Of course, books may be seen as being environmentally unfriendly being as they are made from trees and I am not going to argue that case here.
In to Dymock’s I went and started cruising the fiction and new release shelves looking for something to read. After looking at several favourite authors, I started to look for an author that I had not read before and with a fictional subject of interest. I ended up purchasing Matthew Reilly’s Seven Ancient Wonders and Simon Scarrow’s The Eagle’s Conquest. I also purchased The Wolf: How One German Raider Terrorized The Southern Seas During The First World War by Richard Guillatt and Peter Hohnen (and a copy autographed by Peter Hohnen at that). The Wolf is the story about a German Commerce Raider from the First World War and is a nautical tale, it interested me immediately I saw it.

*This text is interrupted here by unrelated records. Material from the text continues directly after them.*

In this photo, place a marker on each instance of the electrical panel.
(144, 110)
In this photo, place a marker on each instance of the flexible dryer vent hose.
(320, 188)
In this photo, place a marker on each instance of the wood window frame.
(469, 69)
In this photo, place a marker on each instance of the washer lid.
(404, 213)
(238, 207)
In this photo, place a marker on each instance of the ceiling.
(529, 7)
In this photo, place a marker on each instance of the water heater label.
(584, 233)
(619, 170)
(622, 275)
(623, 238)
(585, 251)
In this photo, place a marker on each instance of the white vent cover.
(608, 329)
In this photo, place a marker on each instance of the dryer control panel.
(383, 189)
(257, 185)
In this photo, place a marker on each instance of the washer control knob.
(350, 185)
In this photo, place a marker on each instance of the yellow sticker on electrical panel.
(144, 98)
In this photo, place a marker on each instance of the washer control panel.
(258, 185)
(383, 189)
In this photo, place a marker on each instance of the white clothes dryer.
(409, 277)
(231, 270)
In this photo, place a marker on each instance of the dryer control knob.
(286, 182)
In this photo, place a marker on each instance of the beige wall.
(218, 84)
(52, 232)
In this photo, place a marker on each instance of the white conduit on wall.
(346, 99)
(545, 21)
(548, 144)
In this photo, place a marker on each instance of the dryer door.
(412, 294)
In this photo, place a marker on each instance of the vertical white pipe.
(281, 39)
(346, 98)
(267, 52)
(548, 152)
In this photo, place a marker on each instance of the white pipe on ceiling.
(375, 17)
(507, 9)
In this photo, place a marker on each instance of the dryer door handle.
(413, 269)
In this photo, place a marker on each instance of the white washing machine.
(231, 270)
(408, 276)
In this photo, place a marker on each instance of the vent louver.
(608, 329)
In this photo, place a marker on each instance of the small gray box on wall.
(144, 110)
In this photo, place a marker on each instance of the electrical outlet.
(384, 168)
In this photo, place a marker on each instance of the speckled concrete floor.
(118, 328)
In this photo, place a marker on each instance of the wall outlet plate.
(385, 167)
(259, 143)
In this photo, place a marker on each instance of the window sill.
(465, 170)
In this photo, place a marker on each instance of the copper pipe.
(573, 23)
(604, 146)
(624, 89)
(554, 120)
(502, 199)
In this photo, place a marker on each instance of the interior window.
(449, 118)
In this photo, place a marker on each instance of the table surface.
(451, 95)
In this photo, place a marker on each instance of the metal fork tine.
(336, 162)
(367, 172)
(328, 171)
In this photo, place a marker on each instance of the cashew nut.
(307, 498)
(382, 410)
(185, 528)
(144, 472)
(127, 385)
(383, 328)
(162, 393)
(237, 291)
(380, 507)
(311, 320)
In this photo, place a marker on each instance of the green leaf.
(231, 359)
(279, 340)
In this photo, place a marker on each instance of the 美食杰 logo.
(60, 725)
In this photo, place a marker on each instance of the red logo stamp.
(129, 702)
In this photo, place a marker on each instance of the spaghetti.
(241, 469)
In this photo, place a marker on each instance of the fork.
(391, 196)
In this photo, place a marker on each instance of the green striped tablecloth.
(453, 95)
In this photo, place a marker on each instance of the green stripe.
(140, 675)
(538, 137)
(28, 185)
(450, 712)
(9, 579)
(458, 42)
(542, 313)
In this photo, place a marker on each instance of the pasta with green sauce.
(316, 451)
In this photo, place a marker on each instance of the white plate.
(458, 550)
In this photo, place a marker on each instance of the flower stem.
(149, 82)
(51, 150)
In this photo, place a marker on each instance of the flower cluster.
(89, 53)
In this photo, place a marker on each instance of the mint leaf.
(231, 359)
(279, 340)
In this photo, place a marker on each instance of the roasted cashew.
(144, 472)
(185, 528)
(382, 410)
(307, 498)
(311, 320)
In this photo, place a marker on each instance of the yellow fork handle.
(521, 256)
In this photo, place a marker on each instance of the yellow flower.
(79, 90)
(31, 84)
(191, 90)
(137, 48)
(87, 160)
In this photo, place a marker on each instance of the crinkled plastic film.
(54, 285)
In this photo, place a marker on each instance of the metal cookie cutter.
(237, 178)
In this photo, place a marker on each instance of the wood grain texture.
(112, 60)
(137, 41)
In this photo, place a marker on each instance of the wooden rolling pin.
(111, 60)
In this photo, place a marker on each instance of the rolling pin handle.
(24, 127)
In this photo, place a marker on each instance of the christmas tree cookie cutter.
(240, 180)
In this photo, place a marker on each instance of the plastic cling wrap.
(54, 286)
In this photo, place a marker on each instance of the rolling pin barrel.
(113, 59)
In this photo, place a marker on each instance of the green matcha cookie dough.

So, what’s my beef? This. The Wolf is non-fiction and as a reference work, will sit on my bookshelves ad infinitum so its format does not bother me so much. The other two works though are in the realms of what might be described as pulp fiction. One certainly is historical fiction but it is fiction never-the-less. When I was looking for this book, I also considered some Patrick O’Brian (Post Captain) (I enjoy reading the Jack Aubrey series again) as well as some George MacDonald Fraser (Flashman in the Great Game) and other similar works.
Damn me but those books and series (and they are all reprints of works released into paperback many years ago) are all in the larger format paperback. I examined further. There is the regular paperback size which, in Australia, costs around $17.95 to $19.95 (overpriced it is too). Then there is the larger paperback which uses more paper (and must be less friendly to the environment as a result) and costs $24.95 whilst the largest paperbacks (even more paper used) cost $34.95.
What is the purpose of the larger paperback sizes for pulp fiction? Publisher profits is all. Publishers make more profit per book sold on the larger sizes as the are able to fool the consumer that they cost more to produce. Why produce them at all when the smaller size serves just as well?
Really, it is time the Australian book market was just opened up totally to being able to source any book from anywhere and help get rid of publisher gouging. And a big thanks to Penguin books and Popular Penguins who can still turn a profit when releasing a paperback for $9.95.